Pack RAG pour Documentation d'Équipe
Dix choix pour une équipe construisant une base de connaissances partagée sur Confluence, Notion, Slack et le wiki interne — Onyx comme couche de réponse style Glean, Airweave comme colle de connecteurs, Docmost / PandaWiki comme destinations auto-hébergées, MCPs officiels Notion / Atlassian / Slack, Qdrant comme vector store partagé, Casbin pour le contrôle d'accès par source, et Haystack comme framework de récupération.
What this pack solves
Your team's institutional memory lives in five places: Confluence pages no one updated since the last reorg, Notion docs three PMs each maintain a fork of, Slack threads where the real answer is buried, a README in a 2023 repo, and one engineer's head. New hires waste their first month asking the same questions. The knowledge base is technically there — it just isn't searchable the way humans actually ask.

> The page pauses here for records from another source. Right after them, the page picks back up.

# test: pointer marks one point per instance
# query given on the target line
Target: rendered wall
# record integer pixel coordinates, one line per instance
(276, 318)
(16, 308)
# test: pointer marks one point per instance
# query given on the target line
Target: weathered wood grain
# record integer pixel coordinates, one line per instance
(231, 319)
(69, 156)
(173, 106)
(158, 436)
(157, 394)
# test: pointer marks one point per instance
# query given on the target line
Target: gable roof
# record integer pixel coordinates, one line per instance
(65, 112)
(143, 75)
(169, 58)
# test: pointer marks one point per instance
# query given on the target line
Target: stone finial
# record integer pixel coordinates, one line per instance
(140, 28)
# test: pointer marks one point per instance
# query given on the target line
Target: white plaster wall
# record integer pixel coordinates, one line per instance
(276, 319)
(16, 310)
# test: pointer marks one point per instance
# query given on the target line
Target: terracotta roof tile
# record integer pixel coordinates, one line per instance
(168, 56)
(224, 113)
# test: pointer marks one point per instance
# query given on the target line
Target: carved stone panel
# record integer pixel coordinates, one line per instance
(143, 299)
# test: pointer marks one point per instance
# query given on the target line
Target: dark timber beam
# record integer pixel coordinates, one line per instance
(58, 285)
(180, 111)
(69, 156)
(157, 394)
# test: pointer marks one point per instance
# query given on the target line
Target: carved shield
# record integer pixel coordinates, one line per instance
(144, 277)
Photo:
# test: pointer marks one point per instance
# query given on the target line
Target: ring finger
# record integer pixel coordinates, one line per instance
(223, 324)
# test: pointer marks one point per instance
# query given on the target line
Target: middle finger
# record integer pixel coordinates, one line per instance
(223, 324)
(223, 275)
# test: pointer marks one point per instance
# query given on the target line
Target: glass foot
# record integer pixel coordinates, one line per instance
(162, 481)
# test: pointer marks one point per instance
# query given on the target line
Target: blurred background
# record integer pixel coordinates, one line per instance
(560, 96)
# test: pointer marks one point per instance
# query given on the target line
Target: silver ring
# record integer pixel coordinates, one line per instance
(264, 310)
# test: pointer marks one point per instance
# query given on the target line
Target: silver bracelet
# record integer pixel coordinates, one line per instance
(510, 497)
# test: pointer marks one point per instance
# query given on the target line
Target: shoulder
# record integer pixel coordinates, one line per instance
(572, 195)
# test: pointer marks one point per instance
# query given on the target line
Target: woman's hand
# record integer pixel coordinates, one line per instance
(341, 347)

The goal of this pack is one URL where any teammate asks a plain-English question and gets a cited answer pulled from every source they have permission to read. That category has a paid leader (Glean, ~$40+/seat/month, ships your corpus to their cloud). This pack is the open-source equivalent: self-hostable, runs on a single mid-size VM for teams up to a few hundred, only paid line item is the LLM API at the answer layer (swappable for a local model).
Install in this order
- Onyx — start here. The closest open-source equivalent to Glean: AI chat front-end with 40+ built-in connectors (Confluence, Notion, Slack, Drive, GitHub, Jira), hybrid-search RAG, SSO, RBAC, per-document permission propagation. One
curl ... | bashand you have an answer engine onlocalhost:3000. If Onyx covers your sources, you may be done after step 1. - Airweave — connector glue when Onyx's built-ins miss a source. 50+ integrations exposed as MCP and REST endpoints. Useful upstream of Onyx when one connector framework needs to feed both Onyx and other agents.
- Notion MCP — if your canonical docs live in Notion, the MCP gives Claude Code, Cursor, and any MCP client direct read/write to the same workspace Onyx indexes. Engineers ask the wiki from inside their editor.
- MCP Atlassian — same idea for Confluence + Jira: read pages, query issues, post comments from agent context. Notion + Atlassian MCPs cover the 80% of teams whose docs live in one of those two homes.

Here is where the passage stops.